As ocorrências envolvem atos de extrema brutalidade, como espancamentos, enforcamentos e disparos de arma de fogo, e se espalham por diferentes estados. Cães comunitários estão entre as principais vítimas, frequentemente alvo de agressões, envenenamentos e destruição de abrigos improvisados, segundo relatos de protetores.
Especialistas apontam que, apesar de avanços pontuais, a legislação não acompanha a escalada da violência.

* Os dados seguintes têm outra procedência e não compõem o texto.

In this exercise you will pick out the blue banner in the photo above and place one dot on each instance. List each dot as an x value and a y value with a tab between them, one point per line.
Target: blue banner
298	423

A lei prevê penas que variam de detenção e multa a reclusão em casos envolvendo cães e gatos, mas, na prática, a maioria dos agressores não cumpre pena em regime fechado, com processos encerrados por acordos e punições alternativas.
A ausência de diferenciação entre tipos de agressão e as brechas legais dificultam condenações mais severas. Por isso, cresce a pressão no Congresso para endurecer as penas e garantir prisão efetiva em crimes de maus-tratos, enquanto universidades e ONGs ampliam ações de resgate, tratamento e adoção para mitigar os impactos.
Para ativistas, o avanço nos números reflete tanto o aumento das denúncias quanto uma escalada real da brutalidade. A avaliação é de que, enquanto a violência contra animais for tratada como crime menor, os casos seguirão se multiplicando.